In its limited statements following the release of its staff, Nine has sought to distance itself from Whittington and Michaels.
“Adam is very upset because he believes there has been a political double-standard applied to his situation,” his lawyer Joe Karam said in Beirut on Friday.
“There was a contractual arrangement between Channel Nine and Adam. Channel Nine was twice invoiced by his company. How can they deny there was a relationship?”
Mr Karam has released one document to the media showing a direct electronic payment of $A69,000 from Nine’s account to an account associated with Whittington’s company, Child Abduction Recovery International.
He told AAP he would soon be releasing further proof of the arrangement between the news network and Whittington.
“By now everyone must know Adam was not the brains behind this operation. The mother, Sally Faulkner, was the brains and Channel Nine was the financier.
“Channel Nine knew they were taking a critical risk and they must be held liable for that. People at the highest level of the organisation made decisions and they have a moral and ethical obligation not to desert those they engaged.”
Elamine dropped personal kidnap charges against Faulkner, Brown and her crew, paving the way for them to be released on bail.
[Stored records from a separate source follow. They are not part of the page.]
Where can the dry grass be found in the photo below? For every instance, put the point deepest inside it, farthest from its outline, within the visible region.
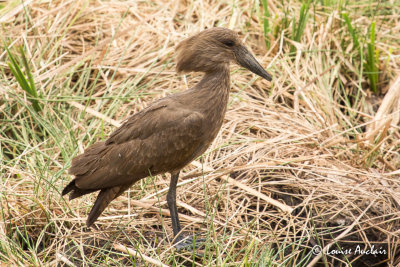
(315, 139)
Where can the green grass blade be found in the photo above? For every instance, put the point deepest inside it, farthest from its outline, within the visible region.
(27, 84)
(267, 28)
(351, 30)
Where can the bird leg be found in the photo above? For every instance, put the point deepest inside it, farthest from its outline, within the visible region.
(179, 241)
(171, 199)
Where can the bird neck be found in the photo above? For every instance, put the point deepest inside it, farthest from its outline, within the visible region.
(215, 84)
(212, 93)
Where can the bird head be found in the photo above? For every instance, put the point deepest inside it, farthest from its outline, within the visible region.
(213, 49)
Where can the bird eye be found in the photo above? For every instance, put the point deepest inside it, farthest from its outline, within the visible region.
(229, 43)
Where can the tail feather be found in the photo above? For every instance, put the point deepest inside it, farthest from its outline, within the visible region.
(103, 199)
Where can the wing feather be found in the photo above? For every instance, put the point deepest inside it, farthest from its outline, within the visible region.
(162, 138)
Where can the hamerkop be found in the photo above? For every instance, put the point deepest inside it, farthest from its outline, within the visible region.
(169, 133)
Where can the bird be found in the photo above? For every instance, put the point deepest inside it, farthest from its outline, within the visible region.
(171, 132)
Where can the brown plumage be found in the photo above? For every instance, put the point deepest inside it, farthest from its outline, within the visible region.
(171, 132)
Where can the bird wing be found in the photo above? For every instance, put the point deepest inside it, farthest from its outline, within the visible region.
(160, 138)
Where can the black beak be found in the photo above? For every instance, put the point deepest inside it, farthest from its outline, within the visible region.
(245, 59)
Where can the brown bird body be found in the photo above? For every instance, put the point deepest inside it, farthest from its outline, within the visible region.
(171, 132)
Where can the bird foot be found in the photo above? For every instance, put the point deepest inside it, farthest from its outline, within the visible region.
(188, 243)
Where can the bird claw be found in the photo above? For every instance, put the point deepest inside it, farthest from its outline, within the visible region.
(189, 243)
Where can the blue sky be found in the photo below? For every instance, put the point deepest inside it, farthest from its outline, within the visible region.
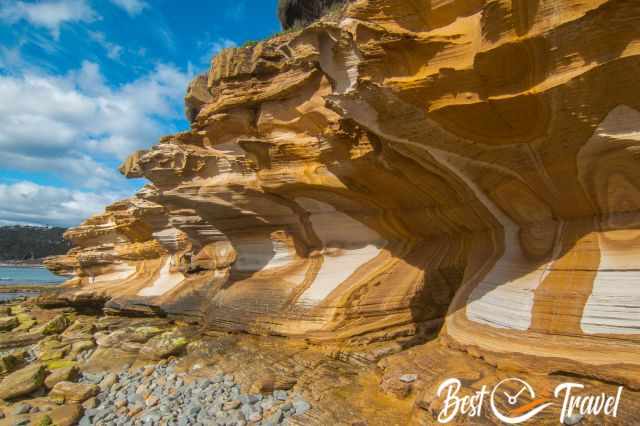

But he was not prepared to do the same for Whittington and Michael, describing them earlier as the muscle on the ground who snatched his two children, Lahela, 5 and Noah, 3 from the street, injuring his elderly mother in the process.
All of those involved are still facing an investigation by the public prosecutor and the possibility of state charges of kidnapping and being a member of a criminal gang.
Despite the serious situation, Whittington is holding up well, Karam said.
He was hopeful a decision on bail would be made by May 4.